Art felt useless. nonsense. A refuge for people who had the luxury of softness and time. I had reasons, or at least I believed I did. some of them were valid. I saw people clinging desperately to art just to feel something real about their lives, even when they did not need to. I saw modern art dissolve into ambition without meaning, randomness without message. expression without responsibility.

At that stage, I hated almost everything associated with it, literature fared slightly better. I did not hate novels or writing the way I hated art, but the fascination was gone. I was prioritizing something else. I hated history, genuinely. It was my least favorite subject in high school. I had no interest in reading the notes of a man long dead. I saw no benefit in inheriting memories that did not belong to me.

Art must have a purpose other than itself, or it collapses into infinite recursion.

My rejection deepened as practicality became my religion. I began judging everything by output. being output driven person, telling myself, by measurable impact. by visible value. Joy was irrelevant. numbness was acceptable. feeling was inefficient.

This mindset reshaped my path. It distorted my decisions. I walked away from a potential career in media and moved toward Computer Science, not just out of interest, but ideology. It felt cleaner. Quantifiable. honest. much like how modern experimental science distanced itself from philosophy, art, and literature in pursuit of results that could be measured and replicated.

I tied myself tightly to that rope.

Blindness

I stopped understanding punchlines in movies. novels no longer moved me. nothing triggered me, not beauty, not tragedy, not even nostalgia.

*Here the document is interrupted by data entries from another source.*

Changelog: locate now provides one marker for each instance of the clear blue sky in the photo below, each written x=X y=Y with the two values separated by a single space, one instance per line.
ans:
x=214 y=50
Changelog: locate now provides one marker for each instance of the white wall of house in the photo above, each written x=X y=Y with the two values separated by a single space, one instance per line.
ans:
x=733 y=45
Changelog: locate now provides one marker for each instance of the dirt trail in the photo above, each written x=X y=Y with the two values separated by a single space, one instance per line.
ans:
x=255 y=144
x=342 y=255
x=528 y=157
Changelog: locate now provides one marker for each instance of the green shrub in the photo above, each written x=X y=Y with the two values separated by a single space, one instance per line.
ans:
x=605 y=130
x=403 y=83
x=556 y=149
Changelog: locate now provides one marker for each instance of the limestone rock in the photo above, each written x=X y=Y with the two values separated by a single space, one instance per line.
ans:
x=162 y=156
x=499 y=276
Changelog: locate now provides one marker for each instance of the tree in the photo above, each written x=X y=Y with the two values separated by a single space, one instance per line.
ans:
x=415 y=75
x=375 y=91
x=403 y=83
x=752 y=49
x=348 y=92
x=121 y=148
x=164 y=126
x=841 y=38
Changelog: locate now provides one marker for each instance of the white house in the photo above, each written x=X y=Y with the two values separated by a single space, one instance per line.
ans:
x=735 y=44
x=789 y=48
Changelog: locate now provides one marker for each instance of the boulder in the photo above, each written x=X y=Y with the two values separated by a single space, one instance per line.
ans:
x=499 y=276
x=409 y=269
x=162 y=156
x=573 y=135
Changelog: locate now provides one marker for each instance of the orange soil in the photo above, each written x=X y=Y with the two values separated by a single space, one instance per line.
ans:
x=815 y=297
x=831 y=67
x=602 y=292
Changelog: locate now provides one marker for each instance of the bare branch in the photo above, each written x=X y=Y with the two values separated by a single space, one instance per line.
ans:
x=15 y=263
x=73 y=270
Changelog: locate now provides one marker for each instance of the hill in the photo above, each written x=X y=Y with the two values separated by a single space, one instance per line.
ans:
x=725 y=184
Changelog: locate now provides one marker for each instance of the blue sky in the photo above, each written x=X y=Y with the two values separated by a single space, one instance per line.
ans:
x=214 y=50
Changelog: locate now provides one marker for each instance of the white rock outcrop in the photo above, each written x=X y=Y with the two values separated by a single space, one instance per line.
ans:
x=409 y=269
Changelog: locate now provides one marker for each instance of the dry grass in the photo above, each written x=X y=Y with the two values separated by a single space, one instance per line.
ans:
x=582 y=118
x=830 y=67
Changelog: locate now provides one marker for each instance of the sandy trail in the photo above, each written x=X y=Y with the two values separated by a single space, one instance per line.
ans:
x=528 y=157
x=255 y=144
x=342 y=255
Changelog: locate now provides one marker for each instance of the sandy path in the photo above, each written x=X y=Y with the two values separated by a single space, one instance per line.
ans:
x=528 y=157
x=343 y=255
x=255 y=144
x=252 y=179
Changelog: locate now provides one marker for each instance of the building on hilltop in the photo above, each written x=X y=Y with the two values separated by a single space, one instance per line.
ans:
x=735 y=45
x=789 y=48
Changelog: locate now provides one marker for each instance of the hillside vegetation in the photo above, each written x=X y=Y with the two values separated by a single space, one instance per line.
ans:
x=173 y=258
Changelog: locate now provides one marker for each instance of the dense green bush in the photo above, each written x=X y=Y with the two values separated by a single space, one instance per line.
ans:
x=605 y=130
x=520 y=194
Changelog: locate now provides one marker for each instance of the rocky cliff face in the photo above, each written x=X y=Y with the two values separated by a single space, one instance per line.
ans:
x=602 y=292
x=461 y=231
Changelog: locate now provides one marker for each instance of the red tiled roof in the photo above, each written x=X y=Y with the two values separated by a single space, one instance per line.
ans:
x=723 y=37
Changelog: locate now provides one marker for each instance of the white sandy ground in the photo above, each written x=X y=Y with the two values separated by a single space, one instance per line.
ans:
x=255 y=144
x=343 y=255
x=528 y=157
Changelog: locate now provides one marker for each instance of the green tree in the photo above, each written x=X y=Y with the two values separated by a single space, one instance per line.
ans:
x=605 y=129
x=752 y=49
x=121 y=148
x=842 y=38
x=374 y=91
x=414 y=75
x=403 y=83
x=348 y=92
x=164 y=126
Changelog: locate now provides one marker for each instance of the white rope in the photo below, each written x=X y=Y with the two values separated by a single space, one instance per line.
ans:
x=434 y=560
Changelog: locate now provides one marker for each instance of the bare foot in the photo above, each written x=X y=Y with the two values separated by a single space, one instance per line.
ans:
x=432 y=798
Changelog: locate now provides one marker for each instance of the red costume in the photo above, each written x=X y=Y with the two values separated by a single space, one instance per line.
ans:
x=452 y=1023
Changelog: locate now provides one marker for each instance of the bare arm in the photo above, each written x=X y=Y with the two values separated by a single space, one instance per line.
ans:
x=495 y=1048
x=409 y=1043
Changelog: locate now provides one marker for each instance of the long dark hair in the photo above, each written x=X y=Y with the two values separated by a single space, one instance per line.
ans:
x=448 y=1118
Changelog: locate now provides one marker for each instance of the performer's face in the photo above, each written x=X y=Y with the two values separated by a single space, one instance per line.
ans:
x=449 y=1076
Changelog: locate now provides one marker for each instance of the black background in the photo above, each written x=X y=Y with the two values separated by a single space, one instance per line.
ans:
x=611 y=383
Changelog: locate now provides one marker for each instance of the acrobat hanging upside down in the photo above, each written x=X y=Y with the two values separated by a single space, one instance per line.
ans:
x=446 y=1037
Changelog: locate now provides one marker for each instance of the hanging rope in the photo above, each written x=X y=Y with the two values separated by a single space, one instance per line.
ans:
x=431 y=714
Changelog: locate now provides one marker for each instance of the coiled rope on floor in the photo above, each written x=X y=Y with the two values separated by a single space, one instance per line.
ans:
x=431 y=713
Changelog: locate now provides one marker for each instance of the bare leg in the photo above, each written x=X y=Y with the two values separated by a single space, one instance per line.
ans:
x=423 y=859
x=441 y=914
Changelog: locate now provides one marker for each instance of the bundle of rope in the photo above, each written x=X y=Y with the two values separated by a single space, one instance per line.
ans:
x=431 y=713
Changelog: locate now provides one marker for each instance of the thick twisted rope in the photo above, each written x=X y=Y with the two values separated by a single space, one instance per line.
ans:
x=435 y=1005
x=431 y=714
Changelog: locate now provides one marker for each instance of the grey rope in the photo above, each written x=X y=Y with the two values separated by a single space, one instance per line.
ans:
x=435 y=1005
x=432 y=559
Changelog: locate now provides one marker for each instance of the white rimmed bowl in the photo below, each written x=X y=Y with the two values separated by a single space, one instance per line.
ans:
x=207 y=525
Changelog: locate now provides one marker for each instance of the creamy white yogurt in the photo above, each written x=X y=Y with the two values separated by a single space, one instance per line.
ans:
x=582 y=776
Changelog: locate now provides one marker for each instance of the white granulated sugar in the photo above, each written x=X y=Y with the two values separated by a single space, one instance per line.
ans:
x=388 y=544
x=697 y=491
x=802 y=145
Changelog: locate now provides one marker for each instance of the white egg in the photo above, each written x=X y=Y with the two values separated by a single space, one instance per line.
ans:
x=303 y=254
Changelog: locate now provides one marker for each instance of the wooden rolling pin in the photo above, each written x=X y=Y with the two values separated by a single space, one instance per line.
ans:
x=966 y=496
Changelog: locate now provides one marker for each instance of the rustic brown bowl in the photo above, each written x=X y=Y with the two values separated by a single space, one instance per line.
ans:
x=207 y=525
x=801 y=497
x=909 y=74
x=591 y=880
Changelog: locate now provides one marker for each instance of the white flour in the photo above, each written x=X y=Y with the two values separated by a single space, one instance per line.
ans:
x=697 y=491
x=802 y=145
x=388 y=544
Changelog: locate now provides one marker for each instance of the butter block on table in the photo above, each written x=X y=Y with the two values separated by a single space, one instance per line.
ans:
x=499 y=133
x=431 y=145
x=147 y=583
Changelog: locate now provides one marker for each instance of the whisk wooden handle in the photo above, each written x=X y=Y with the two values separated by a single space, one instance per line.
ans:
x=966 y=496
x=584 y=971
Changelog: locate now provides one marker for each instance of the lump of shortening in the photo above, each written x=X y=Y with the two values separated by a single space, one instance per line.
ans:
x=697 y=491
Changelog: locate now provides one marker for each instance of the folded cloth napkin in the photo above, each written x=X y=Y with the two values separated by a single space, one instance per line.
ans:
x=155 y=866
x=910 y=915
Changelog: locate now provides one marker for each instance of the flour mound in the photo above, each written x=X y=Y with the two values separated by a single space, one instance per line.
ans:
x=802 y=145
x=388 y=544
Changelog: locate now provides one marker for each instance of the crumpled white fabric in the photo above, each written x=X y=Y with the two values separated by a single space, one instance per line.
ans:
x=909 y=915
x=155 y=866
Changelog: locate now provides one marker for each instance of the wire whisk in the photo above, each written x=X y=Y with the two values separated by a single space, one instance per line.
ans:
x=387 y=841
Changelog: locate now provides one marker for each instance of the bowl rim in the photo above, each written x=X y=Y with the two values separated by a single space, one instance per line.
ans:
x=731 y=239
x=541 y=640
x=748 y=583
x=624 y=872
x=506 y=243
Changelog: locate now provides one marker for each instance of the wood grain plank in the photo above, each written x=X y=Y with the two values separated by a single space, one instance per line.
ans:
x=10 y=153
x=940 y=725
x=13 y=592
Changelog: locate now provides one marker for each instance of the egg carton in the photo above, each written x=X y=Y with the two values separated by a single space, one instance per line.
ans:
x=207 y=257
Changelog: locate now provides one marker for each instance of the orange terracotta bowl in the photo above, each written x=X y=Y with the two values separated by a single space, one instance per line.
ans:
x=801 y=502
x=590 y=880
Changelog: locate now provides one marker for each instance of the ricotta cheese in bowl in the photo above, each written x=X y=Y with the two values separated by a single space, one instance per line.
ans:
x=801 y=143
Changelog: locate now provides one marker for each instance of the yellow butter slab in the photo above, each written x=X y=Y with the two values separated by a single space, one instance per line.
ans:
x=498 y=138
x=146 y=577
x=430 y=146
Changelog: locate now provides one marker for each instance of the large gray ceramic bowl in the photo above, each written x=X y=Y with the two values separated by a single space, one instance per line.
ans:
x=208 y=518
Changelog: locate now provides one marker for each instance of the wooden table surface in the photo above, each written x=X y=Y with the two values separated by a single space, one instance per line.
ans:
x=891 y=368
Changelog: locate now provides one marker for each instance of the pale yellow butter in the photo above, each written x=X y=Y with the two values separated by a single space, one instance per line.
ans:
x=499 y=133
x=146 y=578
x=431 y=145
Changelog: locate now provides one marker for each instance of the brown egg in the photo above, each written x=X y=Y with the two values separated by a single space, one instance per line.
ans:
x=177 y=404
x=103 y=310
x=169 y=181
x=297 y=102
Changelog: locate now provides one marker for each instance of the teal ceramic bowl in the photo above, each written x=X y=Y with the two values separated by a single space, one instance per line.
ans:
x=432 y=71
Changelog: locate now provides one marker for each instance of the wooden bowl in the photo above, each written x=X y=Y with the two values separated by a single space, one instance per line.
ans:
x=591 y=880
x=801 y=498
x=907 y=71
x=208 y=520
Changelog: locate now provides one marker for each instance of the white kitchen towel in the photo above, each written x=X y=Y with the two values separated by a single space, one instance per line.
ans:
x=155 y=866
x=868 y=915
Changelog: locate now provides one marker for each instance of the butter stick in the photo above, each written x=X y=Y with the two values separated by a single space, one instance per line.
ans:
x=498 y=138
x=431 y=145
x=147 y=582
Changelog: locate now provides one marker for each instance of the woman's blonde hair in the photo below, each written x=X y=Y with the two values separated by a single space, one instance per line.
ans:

I never returned to the things I once loved, partly because I forgot that I had ever loved them. yet the human part of me never fully died. It resisted quietly. subconsciously, it was trying to have this human touch.

I began creating anime music videos. then street photography. I found myself resonating with a very limited selection of quotes. I was not abandoning art entirely, I was orbiting it without awareness. drawn to fragments that felt real, reasonable, grounded. I did not recognize them as art. that was the contradiction.

I denied what I was still reaching for.

I could not relate, not because the many of the art I encountered was distant, but because I did not know who I was supposed to be relating as. I lacked a self to anchor meaning.

Everything Has Become a Metaphor

Life still does not look fully real to me, the black and white lens I once wore has not disappeared, but now there are interruptions, splashes of color bleeding through the cracks. I no longer see things only as they are. I see them as beyond. even when no explicit meaning exists, metaphor insists.

Not metaphor as observation, but as interception, I understand now why my brother was drawn to that kind of art. why my sister loved those kinds of shows. why I gravitated toward certain places, certain patterns, certain silences. I can read something and either recognize myself in it, or immediately know who it belongs to.

I have begun to feel depth beneath surface. that realization frightens me. It means life always carried love, beauty, aspiration, warmth, and that I simply could not feel them. I still cannot tell whether what I feel now is pleasure or pain, is it real or I’m just hallucinating for a bit of time. the boundary between them is thin.

Self understanding has been the most significant catalyst. one of its side effects is vision. I can now see why I related to certain things and avoided others. why I ran from what reflected me too clearly, the colors are fighting to fill the lenses of my glasses. But the lenses are still hard. still resistant.